Это преобразование в «Маленьких трагедиях» представлено как ритуал. Во-первых, «Пророк» с растерзанным поэтом — сюжет сам по себе древний и фольклорный по происхождению, а его физиологичность в спектакле Серебренникова напоминает и миф об Орфее, растерзанном вакханками. В «Трагедиях» в их роли выступает Воин, который уничтожает Пророка на виду у скучающих на станции пассажиров и неизменного для современного театра телевизора с одними и теми же новостями о войне из года в год.

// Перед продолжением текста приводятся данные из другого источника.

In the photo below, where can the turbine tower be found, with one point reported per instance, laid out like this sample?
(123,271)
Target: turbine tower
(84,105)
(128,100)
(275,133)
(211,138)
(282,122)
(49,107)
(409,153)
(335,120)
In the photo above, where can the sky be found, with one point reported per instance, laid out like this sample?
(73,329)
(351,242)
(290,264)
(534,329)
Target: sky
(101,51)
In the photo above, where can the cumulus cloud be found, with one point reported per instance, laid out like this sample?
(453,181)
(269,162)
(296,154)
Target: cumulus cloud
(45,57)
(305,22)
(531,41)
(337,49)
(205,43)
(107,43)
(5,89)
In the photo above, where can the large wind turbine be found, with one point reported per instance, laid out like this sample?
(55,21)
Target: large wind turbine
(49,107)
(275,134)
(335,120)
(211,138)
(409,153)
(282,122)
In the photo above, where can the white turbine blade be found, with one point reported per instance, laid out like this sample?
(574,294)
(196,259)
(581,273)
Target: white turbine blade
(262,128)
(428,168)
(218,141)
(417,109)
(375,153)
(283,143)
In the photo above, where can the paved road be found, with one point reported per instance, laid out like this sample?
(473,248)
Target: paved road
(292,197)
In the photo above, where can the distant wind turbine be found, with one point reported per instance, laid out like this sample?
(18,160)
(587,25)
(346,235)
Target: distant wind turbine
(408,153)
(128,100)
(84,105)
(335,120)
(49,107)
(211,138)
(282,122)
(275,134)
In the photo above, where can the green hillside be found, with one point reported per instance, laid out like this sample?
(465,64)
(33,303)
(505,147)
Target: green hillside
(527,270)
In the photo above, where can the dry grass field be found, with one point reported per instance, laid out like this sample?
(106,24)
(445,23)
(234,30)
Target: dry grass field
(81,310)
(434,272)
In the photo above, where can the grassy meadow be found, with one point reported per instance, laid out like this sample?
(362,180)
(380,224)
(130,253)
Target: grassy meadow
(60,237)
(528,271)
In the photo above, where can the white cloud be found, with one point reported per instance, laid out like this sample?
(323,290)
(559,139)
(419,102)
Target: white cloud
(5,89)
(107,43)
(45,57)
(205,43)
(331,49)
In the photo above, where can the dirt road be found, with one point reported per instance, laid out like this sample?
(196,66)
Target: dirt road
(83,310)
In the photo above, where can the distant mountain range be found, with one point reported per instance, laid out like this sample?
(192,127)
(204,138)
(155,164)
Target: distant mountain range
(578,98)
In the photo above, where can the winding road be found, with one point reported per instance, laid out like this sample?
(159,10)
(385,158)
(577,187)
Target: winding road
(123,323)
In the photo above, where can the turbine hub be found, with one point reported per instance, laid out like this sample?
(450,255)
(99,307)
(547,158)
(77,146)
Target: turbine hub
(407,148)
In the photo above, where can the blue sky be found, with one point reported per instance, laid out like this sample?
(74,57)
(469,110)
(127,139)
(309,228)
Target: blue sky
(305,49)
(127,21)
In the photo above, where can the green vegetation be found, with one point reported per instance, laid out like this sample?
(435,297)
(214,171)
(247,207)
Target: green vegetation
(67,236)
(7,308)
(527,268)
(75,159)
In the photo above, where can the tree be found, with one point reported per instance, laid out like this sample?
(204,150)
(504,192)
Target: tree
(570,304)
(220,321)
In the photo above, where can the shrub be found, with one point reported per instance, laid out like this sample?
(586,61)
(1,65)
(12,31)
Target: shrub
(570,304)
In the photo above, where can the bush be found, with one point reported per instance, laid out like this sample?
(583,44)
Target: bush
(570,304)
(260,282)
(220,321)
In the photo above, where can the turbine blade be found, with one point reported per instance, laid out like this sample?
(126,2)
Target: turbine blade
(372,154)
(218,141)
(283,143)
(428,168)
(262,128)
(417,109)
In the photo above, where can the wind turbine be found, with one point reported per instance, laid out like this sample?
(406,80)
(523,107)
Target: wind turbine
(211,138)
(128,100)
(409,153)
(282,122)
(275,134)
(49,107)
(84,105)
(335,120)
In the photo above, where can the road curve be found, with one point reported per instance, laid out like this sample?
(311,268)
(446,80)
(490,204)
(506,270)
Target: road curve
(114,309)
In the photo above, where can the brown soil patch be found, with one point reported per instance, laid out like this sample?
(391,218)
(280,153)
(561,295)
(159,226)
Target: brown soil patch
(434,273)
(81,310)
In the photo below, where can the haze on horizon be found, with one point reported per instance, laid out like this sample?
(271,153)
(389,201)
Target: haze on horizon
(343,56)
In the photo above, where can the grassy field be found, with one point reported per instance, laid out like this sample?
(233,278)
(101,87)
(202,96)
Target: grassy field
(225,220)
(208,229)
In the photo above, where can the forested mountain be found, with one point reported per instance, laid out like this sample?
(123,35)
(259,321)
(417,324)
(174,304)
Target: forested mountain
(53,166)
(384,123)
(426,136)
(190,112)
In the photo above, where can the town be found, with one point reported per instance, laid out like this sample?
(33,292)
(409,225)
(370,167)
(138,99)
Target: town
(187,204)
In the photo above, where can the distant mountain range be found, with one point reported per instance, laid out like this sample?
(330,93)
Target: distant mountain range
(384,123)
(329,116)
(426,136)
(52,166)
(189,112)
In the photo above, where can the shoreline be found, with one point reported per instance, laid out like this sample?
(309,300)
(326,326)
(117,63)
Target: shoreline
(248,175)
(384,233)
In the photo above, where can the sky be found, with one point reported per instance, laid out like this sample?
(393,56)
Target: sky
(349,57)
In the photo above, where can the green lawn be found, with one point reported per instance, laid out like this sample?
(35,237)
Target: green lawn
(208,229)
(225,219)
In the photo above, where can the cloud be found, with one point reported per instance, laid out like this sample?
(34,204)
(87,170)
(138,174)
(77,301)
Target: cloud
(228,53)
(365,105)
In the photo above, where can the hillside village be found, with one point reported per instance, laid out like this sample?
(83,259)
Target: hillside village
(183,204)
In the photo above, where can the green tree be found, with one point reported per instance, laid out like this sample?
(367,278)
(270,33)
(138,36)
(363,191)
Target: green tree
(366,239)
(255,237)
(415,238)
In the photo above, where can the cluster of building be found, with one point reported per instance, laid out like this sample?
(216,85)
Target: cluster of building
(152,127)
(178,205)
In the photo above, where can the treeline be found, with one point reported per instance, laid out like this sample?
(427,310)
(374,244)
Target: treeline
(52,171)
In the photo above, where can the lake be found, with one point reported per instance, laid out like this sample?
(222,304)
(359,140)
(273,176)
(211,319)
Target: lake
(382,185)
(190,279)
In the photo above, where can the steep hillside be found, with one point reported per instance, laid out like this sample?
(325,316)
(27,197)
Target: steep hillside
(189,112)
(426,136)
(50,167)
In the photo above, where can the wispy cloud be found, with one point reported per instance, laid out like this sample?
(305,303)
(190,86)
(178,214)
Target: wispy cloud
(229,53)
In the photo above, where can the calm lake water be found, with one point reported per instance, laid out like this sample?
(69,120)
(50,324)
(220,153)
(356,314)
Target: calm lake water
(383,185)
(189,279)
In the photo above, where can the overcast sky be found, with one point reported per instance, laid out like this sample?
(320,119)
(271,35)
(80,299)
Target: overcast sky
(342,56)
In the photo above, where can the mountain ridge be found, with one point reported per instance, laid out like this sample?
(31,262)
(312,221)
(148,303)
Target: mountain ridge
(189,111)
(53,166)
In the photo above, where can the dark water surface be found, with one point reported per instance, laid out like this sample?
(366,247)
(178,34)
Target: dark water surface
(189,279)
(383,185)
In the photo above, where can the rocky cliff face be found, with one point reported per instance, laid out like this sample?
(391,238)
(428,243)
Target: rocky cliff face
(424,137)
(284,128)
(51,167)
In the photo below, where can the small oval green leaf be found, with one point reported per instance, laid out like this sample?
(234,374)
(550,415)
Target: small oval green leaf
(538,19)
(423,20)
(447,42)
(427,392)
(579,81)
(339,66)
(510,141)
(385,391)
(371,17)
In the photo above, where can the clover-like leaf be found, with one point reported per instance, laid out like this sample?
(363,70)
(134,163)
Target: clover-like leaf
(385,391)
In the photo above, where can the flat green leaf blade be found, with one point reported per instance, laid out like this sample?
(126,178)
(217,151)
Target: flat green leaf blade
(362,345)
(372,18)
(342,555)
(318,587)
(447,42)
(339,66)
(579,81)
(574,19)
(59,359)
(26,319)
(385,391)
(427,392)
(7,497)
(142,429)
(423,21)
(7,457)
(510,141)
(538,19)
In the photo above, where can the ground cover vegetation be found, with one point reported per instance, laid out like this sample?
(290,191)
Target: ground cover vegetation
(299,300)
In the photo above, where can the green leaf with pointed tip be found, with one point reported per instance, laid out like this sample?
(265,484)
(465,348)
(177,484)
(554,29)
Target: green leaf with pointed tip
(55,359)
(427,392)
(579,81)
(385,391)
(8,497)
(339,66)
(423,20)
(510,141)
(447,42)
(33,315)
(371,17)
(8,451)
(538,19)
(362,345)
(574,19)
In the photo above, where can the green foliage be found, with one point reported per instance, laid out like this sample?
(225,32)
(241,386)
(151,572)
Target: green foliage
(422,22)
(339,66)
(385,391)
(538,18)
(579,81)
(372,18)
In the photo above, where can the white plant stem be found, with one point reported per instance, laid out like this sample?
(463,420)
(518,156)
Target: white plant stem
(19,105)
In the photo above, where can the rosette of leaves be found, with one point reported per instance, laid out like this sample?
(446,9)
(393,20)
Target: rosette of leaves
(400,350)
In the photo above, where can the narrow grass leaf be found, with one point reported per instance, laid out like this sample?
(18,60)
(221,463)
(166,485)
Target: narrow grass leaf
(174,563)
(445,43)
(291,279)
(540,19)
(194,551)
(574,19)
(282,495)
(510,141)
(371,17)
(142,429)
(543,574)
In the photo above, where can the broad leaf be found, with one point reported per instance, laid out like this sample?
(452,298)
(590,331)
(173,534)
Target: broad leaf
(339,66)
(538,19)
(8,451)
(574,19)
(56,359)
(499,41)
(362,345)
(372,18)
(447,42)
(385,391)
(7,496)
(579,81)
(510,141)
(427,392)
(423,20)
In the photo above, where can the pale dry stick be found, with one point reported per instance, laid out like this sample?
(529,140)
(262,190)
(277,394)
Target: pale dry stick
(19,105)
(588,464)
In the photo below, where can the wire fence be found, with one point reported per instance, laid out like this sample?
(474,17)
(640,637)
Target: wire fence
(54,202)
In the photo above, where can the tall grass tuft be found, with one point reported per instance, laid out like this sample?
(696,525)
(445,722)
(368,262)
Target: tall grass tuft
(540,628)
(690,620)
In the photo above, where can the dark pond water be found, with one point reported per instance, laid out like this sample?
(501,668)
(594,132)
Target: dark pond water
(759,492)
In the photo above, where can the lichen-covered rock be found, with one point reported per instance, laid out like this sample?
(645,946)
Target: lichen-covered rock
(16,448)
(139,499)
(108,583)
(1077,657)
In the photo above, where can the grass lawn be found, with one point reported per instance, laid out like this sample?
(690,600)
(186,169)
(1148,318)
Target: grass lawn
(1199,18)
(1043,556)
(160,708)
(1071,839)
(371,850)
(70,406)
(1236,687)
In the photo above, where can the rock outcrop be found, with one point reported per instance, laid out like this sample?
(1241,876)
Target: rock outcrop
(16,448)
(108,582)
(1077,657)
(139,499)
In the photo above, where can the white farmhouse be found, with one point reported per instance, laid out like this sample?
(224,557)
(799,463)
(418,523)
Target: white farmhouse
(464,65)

Во-вторых, эротическая линия в спектакле построена на образе козла, который напоминает и об этимологии названия жанра трагедии («козлиная песнь» была частью дионисийского культа), и о Сатирах как символах плодородия и похоти.
С ритуальностью согласуется и музыка, которая по своей значимости для действия и его восприятия близка к действующему лицу. В «Моцарте и Сальери» это обусловлено сюжетом, но и его Серебренников полностью переосмысливает, включив в трагедию 'Smells Like Teen Spirit'. С помощью песни выражена необходимая для театра мысль: Художник в любое время — это не опрятный перфекционист Сальери, а разрушающий себя и других Моцарт—Кобейн. Но оба они по-своему превратились в коллективном сознании в образы себя (Моцарт в портрет на конфетах, а Кобейн в смайлик-логотип Nirvana). Поэтому режиссеру и нужен новый голос в лице Хаски, который репрезентирует новую эпоху в русской популярной музыке.
Этот выбор, с одной стороны, обновляет образ пророка, а с другой — подчеркивает, насколько другие формы нужны современному искусству для того, чтобы быть пророческим и неизбежным. Поэт становится личностью отнюдь не благодаря рассуждениям о высоких идеалах и чувствах; напротив, современность со всеми ее проблемами и бытом, которые могут казаться недостойными выражения на бумаге или на сцене, каждый раз обретают новый смысл. Отчасти это, конечно, черта всего русского искусства и русской жизни, которая веками стоит на месте, а сменяются только пейзажи. Из поместий получаются панельки, но «черным-черно» здесь было и будет.
И все-таки в этом беспорядке и темноте есть гармония, которая заключается в самой поэтической форме. Упорядоченная речь упорядочивает и сознание; ритм — стихотворный или музыкальный — позволяет найти свою связь с миром, каким бы он ни был. Поэзия служит щипком, который возвращает в реальность и в то же время сохраняет воспоминания о сне. Хорошо, что мы всегда знаем, куда за таким пробуждением сходить.